Next, DSU plans to repurpose a former Capital One office on the Wilmington Riverfront for its graduate, adult and continuing education programs.
The Thurgood Marshall College Fund President and CEO Harry Williams, who was president of DSU for eight years before Allen, heralded the announcement as a new chapter for HBCUs, as Allen’s background might make it possible to continue forging partnerships to fortify these institutions.
“Dr. Allen’s executive experience in both the private sector and the higher education space has imbued him with an intimate understanding of the strengths of our institutions, the areas of needed attention and investment, and a unique insight into how the federal government and corporate America alike can partner with our institutions to bridge the divides that exist,” Williams said in a prepared statement.
HBCUs graduate roughly 350,000 students per year, representing almost 20% of all Black college graduates in America. The Biden administration has reportedly made major financial commitments to HBCUs through the American Rescue Plan and forgiving capital improvement debt up to $3.6 billion.
Allen’s appointment to the board signals “strong leadership at the head of the board [which] will allow the administration to build on that financial commitment with continued institutional support,” according to the White House announcement.
Among Allen’s and the board’s chief goals is to build support for the passage of the Institutional Grants for New Infrastructure, Technology and Education [IGNITE] at HBCUs Act, which creates funding for construction, renovating, preserving or modernizing school facilities and more.

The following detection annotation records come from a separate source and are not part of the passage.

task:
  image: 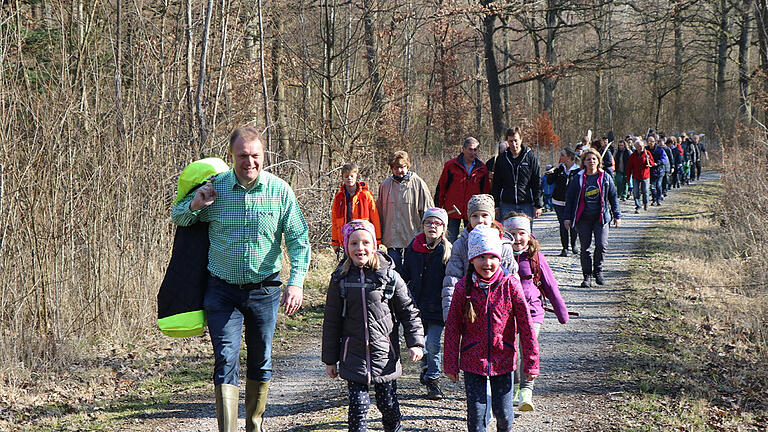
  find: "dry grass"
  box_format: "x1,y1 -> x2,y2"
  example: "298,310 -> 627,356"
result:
612,174 -> 768,431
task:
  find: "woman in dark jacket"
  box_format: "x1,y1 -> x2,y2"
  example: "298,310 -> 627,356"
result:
565,149 -> 621,288
545,147 -> 580,256
402,208 -> 451,400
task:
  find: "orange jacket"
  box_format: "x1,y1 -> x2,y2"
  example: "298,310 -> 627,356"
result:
331,182 -> 381,246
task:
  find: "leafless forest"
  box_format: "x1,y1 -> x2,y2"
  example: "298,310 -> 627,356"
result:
0,0 -> 768,368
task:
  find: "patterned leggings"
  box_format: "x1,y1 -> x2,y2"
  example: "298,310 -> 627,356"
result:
347,381 -> 402,432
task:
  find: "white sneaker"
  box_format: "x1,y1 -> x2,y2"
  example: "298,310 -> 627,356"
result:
512,384 -> 520,406
520,389 -> 534,412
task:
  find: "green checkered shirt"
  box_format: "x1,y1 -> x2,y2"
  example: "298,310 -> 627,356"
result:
171,170 -> 310,287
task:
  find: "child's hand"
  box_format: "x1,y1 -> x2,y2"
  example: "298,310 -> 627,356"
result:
325,365 -> 339,378
408,347 -> 424,361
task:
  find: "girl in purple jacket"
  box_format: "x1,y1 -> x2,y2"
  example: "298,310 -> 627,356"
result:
504,212 -> 568,411
443,225 -> 539,432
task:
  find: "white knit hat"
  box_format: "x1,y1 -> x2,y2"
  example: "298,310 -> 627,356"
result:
467,225 -> 501,261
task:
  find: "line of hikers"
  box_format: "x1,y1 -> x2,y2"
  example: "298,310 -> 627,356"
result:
322,128 -> 706,431
172,128 -> 706,432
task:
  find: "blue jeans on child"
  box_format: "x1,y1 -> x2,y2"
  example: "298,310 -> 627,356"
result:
203,276 -> 280,385
421,320 -> 445,379
347,381 -> 402,432
464,371 -> 515,432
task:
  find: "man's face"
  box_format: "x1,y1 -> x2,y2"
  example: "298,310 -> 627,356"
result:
230,138 -> 264,186
342,170 -> 357,187
392,164 -> 408,177
461,143 -> 480,162
507,133 -> 523,154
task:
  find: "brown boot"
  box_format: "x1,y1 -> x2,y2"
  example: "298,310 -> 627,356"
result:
245,379 -> 269,432
215,384 -> 239,432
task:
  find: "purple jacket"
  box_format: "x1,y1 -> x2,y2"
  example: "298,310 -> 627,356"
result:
515,251 -> 568,324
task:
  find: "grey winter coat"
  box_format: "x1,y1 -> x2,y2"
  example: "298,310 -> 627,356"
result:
322,253 -> 424,384
442,228 -> 517,321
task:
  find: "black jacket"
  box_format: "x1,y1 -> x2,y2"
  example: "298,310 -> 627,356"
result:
613,148 -> 632,173
547,164 -> 579,206
322,253 -> 424,384
403,235 -> 445,324
491,146 -> 544,208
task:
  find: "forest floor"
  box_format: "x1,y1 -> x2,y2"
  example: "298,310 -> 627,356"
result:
6,172 -> 768,431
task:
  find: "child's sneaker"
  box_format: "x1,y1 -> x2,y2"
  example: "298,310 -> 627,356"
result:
520,389 -> 534,412
512,384 -> 520,406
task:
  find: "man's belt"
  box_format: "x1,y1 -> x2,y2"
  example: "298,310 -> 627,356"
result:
214,272 -> 283,291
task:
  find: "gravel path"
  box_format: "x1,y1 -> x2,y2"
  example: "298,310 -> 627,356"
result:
130,172 -> 717,432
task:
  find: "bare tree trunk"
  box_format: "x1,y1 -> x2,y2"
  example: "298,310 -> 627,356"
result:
272,10 -> 292,165
115,0 -> 125,144
363,0 -> 385,144
195,0 -> 213,148
715,0 -> 731,130
400,0 -> 415,139
739,0 -> 752,123
672,0 -> 683,130
543,0 -> 558,115
755,0 -> 768,124
483,8 -> 504,141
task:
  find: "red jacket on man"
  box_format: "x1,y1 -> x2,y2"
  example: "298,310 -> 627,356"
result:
627,149 -> 655,180
435,153 -> 491,220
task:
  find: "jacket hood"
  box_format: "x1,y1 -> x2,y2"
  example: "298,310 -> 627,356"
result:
339,182 -> 368,195
331,252 -> 395,284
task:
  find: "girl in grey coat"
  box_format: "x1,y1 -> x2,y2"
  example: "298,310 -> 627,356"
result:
322,219 -> 424,432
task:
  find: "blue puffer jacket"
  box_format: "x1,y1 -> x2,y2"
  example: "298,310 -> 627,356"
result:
402,233 -> 445,324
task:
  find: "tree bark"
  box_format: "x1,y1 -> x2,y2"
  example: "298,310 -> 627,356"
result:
483,12 -> 504,141
738,0 -> 752,123
272,11 -> 292,165
195,0 -> 213,148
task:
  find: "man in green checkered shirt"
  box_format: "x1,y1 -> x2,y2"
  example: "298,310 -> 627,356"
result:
172,128 -> 310,432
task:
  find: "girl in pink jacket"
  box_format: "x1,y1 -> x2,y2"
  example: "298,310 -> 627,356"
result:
504,212 -> 568,411
443,226 -> 539,432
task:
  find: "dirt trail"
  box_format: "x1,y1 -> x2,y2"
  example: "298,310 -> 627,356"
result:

Noting that a majority of Black professionals with advanced degrees got their start at colleges like South Carolina State and Dillard, Allen said it’s time to invest more in students to pave the way for their future success.
“We provide the nation’s best high-quality, low-cost education, but we also face tremendous challenges. Large numbers of our students come from families with limited financial means, while our infrastructure is both insufficient and antiquated. President Biden and Vice President Harris understand this like no other administration ever, I think,” he said.